I don't get this post at all...wouldn't it have made more sense for OP to have
understood the policies in place at her job before deciding to get pregnant and then
freaking out that she might not get paid? Or is it better for women to remain purposfully ignorant until they find themselves between a rock and a hard place and then deal with it by lashing out at strangers on the Internet?
Well said. I love you!
There
was no policy in place at her job re: maternity leave for partners ... that's exactly what she is saying, and why she is asking for feedback from other female partners who have faced this issue (me being one of them, I am one of the PPs who has been in the same circumstance). She didn't "
freak out", she asked the following:
"Could you tell me if you've taken a maternity leave while a law firm partner? Now that I'm no longer an employee, I'm told I'm not eligible for FMLA or other benefits, and that the firm could decide to cut my draw (pay). What was your experience? Any guidance on how to raise this with the firm?"
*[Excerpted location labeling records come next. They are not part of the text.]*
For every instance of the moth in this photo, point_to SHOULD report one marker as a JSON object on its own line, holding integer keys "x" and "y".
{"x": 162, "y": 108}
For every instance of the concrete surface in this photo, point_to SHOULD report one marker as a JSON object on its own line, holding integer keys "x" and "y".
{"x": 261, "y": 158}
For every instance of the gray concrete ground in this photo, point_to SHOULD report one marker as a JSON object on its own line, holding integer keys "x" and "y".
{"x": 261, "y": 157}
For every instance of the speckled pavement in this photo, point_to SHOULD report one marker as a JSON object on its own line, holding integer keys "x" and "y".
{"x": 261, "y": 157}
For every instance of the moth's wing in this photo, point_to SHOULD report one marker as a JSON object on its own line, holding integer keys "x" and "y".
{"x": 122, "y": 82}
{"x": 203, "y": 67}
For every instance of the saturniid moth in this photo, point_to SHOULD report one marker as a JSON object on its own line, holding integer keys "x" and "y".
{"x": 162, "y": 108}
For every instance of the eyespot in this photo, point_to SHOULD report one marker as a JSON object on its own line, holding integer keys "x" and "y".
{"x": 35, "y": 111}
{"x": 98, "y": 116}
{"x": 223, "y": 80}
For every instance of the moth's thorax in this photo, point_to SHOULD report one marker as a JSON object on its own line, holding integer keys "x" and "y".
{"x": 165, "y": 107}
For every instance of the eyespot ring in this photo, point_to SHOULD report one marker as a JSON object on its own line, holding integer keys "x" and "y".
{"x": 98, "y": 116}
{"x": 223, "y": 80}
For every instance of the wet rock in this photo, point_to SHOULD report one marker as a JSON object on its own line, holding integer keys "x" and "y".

I hardly call that a freak out. Sure, she indicates she is the primary breadwinner and thus trying to suss this out best she can, but that doesn't mean she/they can't cope w/ a period of unpaid leave if it comes to that. When one is offered partnership, you don't have the opportunity to renegotiate the firm's partnership agreement, conveniently drafting in a new provision regarding maternity leave benefits for partners -- and if you tried, you can bet you will be starting off on the wrong foot with many in the male dominated partnership.
That's just NOT how it works in real (law firm) life. Perhaps it does in other corporate environments, but frankly, I doubt it. Can she work to implement a policy that is more favorable to women, and the inclusion of an express policy, to start, now that she is in a greater position of power? Absolutely. By gathering examples of how other firms (and female partners who've BTDT) address this issue, and planning to use that in her conversations/negotiations with HR and the partners, she is doing just that. She was seeking feedback/experience from others in like circumstances, and working within the constraints of the field in which she functions.
All that said, I agree that her post trying to keep the conversation on point came across poorly (and not in the spirit of how DCUM threads typically meander), and can understand how people took offense at that, but I don't think that doesn't mean she (and the valid questions and policy issues she raises) should be totally castigated or rejected and the baby thrown out with the bath water (probably a poor analogy for this conversation, but you get the drift). (Sorry OP, I feel you).